In our stories, as in life, we “write” ups and downs like eager adventurers on a never-ending ride at life’s amusement park, taunted by the noise of life ( both the external clamor surrounding us and the internal racket in our heads), by which we are goaded upward one minute and knocked down the next.  But, unlike the confused and fearful individuals who scurry away from the turmoil, the writer seeks out life’s noise in order to study it, understand it and ultimately to embrace it. 

The writer’s  creativity depends on her ability to see up close the elements that make life’s noise necessary, and the sounds that give it its rhythm. 

In writing, our narratives depend on the intricacies of life that make living difficult for so many, seemingly easy for others, sad for plenty and happy for some. Writers borrow real life moments from the stories that surround them, from the instances that have the power to connect individuals to one another, and the emotions that could unite people as one.

A writer does not limit her task to providing all the answers, but to the job of creating a desire in readers to ask the questions. To want to know, and to want to care.

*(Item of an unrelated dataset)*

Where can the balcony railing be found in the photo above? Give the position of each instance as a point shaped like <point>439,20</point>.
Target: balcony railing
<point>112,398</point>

Without the desire to place oneself right smack in the heart of life’s noise, or to stop long enough to listen to the analysis  within, the writer may end up with nothing but unfinished pages.

Without life’s noise to dissect, there is nothing to write about. 

Without a note, the song won’t get written.

Without the desire to listen, writers, like individuals,  remain deaf to the very things that make life worth living, and to the stories we were meant to create and to read.

Every now and then the noise outside us, and within us, grows so loud that it becomes difficult for the writer to finish her pages.  It overwhelms us, so we shut down.  We tune ourselves out or take a break. We run away from life’s commotion, and from ourselves, and from one another.

Then, with faith and time to reflect and to realize why we need the noise, after a while, when the silence grows too big,  the pandemonium suddenly  begins to drift back to us, and we welcome it. We have come to recognize  the value of the individual sounds that created it and we start  to listen again.  And to write again.

And if we are open and brave enough, to live again.